Earlier this year I wrote a post about implementing BPE tokenization in Go, which made it possible to reproduce OpenAI's tokenizer.
Today I want to mention a new project I've been hacking on recently: go-sentencepiece - a pure Go implementation of the SentencePiece tokenizer that's used for Google AI's models like Gemma and Gemini. SentencePiece has a canonical C++ implementation and Python bindings (using SWIG). While it's not too hard to wrap the C++ code with cgo, in some cases a C compiler dependency isn't desirable, so a pure Go solution may be useful. This is what go-sentencepiece is for.
A disclaimer: while SentencePiece contains implementations for both BPE and Unigram tokenizers, go-sentencepiece only implements BPE because this is the one use in practice by models. Also, go-sentencepiece doesn't implement the training phase of the tokenizer, only encoding & decoding. For training, feel free to review my previous post.
There are a couple of ways in which SentencePiece works differently from OpenAI's variant of BPE:
- The text is not pre-split by whitespace using a regexp; instead, whitespace is considered just another part of the input and has its own tokens. You can even see it in the screenshot above - it's marked by the "fat underscore" character (U+2581). While single-space runes are usually part of the next non-space token, multi-space tokens exist as distinct tokens.
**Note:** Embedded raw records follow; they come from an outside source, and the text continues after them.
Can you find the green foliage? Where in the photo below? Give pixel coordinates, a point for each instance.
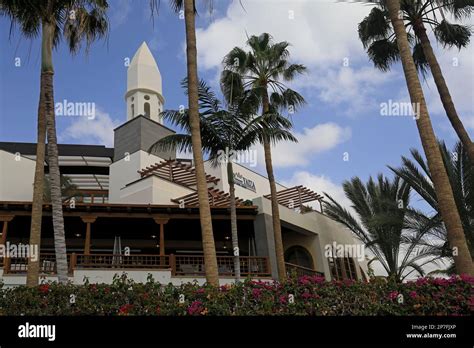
(415, 172)
(306, 295)
(377, 36)
(395, 233)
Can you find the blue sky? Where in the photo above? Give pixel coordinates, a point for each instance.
(343, 100)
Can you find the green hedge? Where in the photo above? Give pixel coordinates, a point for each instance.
(303, 296)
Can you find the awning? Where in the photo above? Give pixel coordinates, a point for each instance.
(175, 171)
(217, 198)
(296, 196)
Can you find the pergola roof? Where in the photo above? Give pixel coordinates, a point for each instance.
(216, 198)
(175, 171)
(296, 195)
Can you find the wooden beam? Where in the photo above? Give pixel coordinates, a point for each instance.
(4, 233)
(87, 242)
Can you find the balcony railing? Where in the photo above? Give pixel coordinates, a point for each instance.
(194, 265)
(20, 264)
(180, 265)
(301, 271)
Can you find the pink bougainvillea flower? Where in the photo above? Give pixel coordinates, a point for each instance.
(413, 294)
(256, 293)
(393, 295)
(195, 308)
(44, 288)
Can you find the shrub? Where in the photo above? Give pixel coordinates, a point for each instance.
(298, 296)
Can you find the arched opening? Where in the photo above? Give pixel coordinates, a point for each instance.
(297, 255)
(147, 109)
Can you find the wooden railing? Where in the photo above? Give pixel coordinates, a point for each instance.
(301, 271)
(180, 265)
(194, 265)
(81, 261)
(90, 196)
(20, 264)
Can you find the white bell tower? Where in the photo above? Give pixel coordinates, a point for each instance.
(144, 88)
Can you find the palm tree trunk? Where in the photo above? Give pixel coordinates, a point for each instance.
(440, 179)
(274, 201)
(443, 90)
(209, 248)
(32, 275)
(233, 220)
(53, 165)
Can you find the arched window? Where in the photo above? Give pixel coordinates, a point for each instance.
(298, 255)
(147, 109)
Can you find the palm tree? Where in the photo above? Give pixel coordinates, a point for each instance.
(75, 20)
(224, 132)
(460, 172)
(378, 38)
(444, 192)
(68, 189)
(385, 224)
(264, 67)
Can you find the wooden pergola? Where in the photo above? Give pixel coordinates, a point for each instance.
(175, 171)
(216, 197)
(295, 197)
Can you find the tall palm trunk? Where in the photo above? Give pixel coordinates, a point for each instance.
(233, 220)
(440, 179)
(443, 90)
(209, 248)
(32, 275)
(280, 257)
(53, 165)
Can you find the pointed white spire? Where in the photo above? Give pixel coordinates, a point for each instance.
(143, 72)
(144, 88)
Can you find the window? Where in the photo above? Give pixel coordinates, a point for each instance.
(335, 267)
(342, 268)
(350, 268)
(147, 109)
(299, 256)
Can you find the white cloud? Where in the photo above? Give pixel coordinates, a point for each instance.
(84, 130)
(311, 141)
(317, 40)
(119, 12)
(313, 29)
(458, 70)
(319, 184)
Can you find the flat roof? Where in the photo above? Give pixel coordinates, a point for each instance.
(63, 149)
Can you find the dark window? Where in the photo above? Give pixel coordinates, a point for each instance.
(147, 109)
(298, 255)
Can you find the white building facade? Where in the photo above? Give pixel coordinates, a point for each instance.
(143, 207)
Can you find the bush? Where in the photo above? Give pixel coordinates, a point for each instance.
(298, 296)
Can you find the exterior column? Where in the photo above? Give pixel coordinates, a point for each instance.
(162, 222)
(6, 219)
(88, 220)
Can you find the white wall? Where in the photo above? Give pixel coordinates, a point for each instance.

- Instead of being configured by just a vocabulary and a regexp, SentencePiece tokenizers have a whole protobuf for configuration, with many options. go-sentencepiece only supports the set of options used for Google AI's models, but more can be added easily.
The whitespace difference turns out to play a crucial role in performance. My original BPE implementation was fairly naive, using simple quadratic algorithms for encoding; this was OK, because these algorithms were working on one word at a time, so the N was very small.
This is no longer sufficient for SentencePiece, however, since the length of the full text is N. Therefore, the implementation adopts some more sophisticated algorithms from the C++ SentencePiece codebase; in particular:
- To match a prefix of a long string from a set of candidates, we use a trie data structure. The prefixmatcher package implements this and may be generally interesting.
- To figure out which pair of tokens to try merging next, we use a heap-based priority queue; this is implemented in the generic priorityqueue package.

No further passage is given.